Okay, so that title was terrible, predictable, and probably will be done over and over when this game is released, so at least I got in early.
The point is, Pollen is showing great potential for an experience that will show off what Oculus Rift and VR can be. Since this title is slated for both traditional screens and the Rift headset, it will be interesting to see how they balance the gameplay for both formats without one seeing a negative impact. Since its early concept phase, Minefield Games has been developing Pollen to be ready for virtual reality but that brings a space shipload of asset and game play challenges. This is where an experienced game design crew will be necessary, and with a team assembled from Rovio, Housemarque and Redlynx/Ubisoft, I’m hopeful they have the sophisticated chops to manage a complex, tiered immersive experience.
The teaser trailer that Minefield recently released shows some promise, so I decided to check it out and examine the visuals and limited gameplay on display…
From the opening of the organic flower and bee at 0:17, into the bright, polished and sterile environment of the lab at 0:31, the visuals are top notch, probably created with a combination of filmed and generated imagery. Interspersed are shots of different dark corridors with limited and focused lighting effects like at 0:38. It’s a simple technique, but limiting what you can see is huge for pulling the viewer into the scene. Our minds are great at filling in those blanks with the richest and often most terrifying details as long as we are given the space. Cutting these into the trailer early lets us see the range of environments to come.
What really gets me interested are the dark shots at 0:43, and the psychedelic view at 0:45. This game isn’t going to be an old fashioned stroll through the building to make the right choices. If executed at this level, I can envision this experience going well no matter the screen you are viewing on.
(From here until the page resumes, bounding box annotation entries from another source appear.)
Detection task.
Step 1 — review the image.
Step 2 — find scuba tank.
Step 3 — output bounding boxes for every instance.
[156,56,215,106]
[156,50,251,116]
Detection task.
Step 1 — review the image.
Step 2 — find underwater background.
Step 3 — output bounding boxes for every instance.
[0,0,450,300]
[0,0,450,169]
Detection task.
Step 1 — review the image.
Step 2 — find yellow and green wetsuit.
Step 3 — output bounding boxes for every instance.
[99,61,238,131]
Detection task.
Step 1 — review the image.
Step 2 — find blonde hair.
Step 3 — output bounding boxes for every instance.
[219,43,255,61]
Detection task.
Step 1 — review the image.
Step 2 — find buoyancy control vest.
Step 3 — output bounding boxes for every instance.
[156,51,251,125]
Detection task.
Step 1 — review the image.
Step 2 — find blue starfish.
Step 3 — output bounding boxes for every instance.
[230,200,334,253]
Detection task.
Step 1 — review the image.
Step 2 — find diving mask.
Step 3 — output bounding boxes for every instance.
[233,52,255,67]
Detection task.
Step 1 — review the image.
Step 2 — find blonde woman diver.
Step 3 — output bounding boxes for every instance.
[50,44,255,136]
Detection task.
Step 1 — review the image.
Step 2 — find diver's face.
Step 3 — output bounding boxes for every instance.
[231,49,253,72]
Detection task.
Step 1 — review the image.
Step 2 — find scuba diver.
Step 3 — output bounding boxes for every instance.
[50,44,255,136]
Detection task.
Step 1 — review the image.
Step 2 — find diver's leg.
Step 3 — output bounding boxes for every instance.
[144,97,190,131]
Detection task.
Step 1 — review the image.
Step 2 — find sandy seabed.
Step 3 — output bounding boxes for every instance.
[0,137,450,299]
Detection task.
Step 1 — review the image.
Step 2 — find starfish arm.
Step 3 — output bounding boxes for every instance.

At 0:48 they break through the VR fourth wall and take us to view the player while in game to remind us of the tech involved, and how we’ll experience this. It’s interesting how they put us right back in the experience and virtually ship us off to Titan as we pull back through the airlock and corridors into the atmosphere above the surface. The final view after 1:15 show the Saturn planet rise over Titan. The sun wouldn’t look that big from Saturn’s distance, but there’s always room for artistic license, right? I’ll let that slide.
On the Minefield press release page, they put up a variety of stills that show a range of other scenes and environments, and they are pretty cool shots. There are a few scenes where I’d expect to see more grit and texture on the surfaces, but without game context, it’s tough to judge. For example in the first shot above, if we are passing through a clean room in the lab, everything’s golden.
But the fact is, this is a really clean clean room, and right off the production floor. A little dirt or variation in the specular channel would make it seem even more real. In comparison is the next image of the lighter with some real life in it. Distressed metal textures on the lighter, and some gritty living textures in the depth of field-blurred background bring it into a world we are more familiar with, and ready to be part of. I’m liking this image more. One concern though, does this floating artifact hint at what types of game play might be in store? Will our tools float in front of us when we work with them? I’d be surprised, but we’ll see what develops.
Is this hyper-critical? Looking too close at details that will almost certainly expand and evolve before the game is released? Clearly, yes. Would I be looking this close at it if I wasn’t interested already? Not a chance. It’s tough to get a feel for the game play from a quick trailer and a few stills, so I’m looking forward to seeing more footage and to get a piece of this one. Keep watching for this one on your traditional console and in the full VR experience, and if you play it before me, tell me what you think.